1. Federal Question Jurisdiction
a. Location of Seizure
Claimants' argument, though intriguing, ultimately fails. Although claimants assert that Mr. Sobotka was transporting the liquor to Mohawk Territory when the U.S. Border Patrol stopped him (Mem. Opp. Mtn. Remand at 2), there is no evidence to suggest that the seizures occurred in Indian country. If the seizure occurred outside of Indian country, then the question of whether New York possesses any authority to enforce its liquor laws on Indian reservations, and if so, from what source it derives such authority, is seemingly irrelevant to the issue before the Court. Nowhere in their papers do claimants argue that New York derives from a federal source its right to regulate the importation of liquor into areas of the State other than Indian country, or that the source of its authority to regulate the importation of liquor into non-Indian country changes from state to federal law when Indians own the imported liquor.
Claimants instead seem to presume either that the seizure occurred within Indian country, or that despite § 1161's clear application to "act[s] or transaction[s] within any area of Indian country[,]" the statute applies to Indian-owned liquor located outside of Indian country as well. In the Court's view, the Department's authority to seize Indian-owned liquor outside of Indian country derives from a source other than § 1161, and presumably from New York Tax Law § 1845. A New York appellate court recently reached the same conclusion. See New York State Department of Tax and Finance v. St. Regis Group, 635 N.Y.S.2d 980, 981-82 (N.Y. App. Div. 1995). However, since neither party addressed this ground for remand, the Court will consider other grounds for remand as well.
Claimants argue that federal law preempts New York Tax Law § 1845. In that event, regardless of how the Department framed its complaint, the case would be removable to federal court pursuant to 28 U.S.C. § 1441. See, e.g., Billy Jack For Her, Inc. v. New York Coat Suit, Dress, Rainwear and Allied Workers' Union, 511 F. Supp. 1180, 1187 (S.D.N.Y. 1981). Without citing any case authority, claimants aver that "the prior Court determinations in which the seizures of Indian liquor by the Department . . . pursuant to Tax Law § 1845 were dismissed as the trial courts found federal preemption." (Mem. Opp. Mtn. Remand at 3-4).

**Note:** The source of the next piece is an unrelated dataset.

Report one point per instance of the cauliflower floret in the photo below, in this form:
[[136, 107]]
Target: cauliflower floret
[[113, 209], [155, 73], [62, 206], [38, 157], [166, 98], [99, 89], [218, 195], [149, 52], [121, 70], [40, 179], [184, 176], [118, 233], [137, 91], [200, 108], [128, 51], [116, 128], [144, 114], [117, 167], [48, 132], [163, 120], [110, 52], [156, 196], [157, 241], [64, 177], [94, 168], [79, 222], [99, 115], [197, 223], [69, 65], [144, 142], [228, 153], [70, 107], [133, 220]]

Although the Court is unable to locate any cases supporting claimant's assertion, it did find a recent New York case belying it. In Re Matter of 1,750 Cases of Liquor, 633 N.Y.S.2d 702 (N.Y. Sup. Ct. 1995), involved facts strikingly similar to those giving rise to the case at bar. The court first examined the Supreme Court's opinion in Rice, which held that the State of California could require a federally-licensed Indian trader to obtain a state liquor license in order to sell liquor for off-reservation consumption, and then considered federal appellate opinions interpreting and applying Rice. The court went on to hold that:
far from pre-empting state activity . . . federal laws and the judicial glosses thereon make it clear . . . that the State of New York may require Tribal alcoholic beverage distributors to comply with the same provisions of state registration . . . which apply to any other person or entity within New York State who import alcoholic beverages.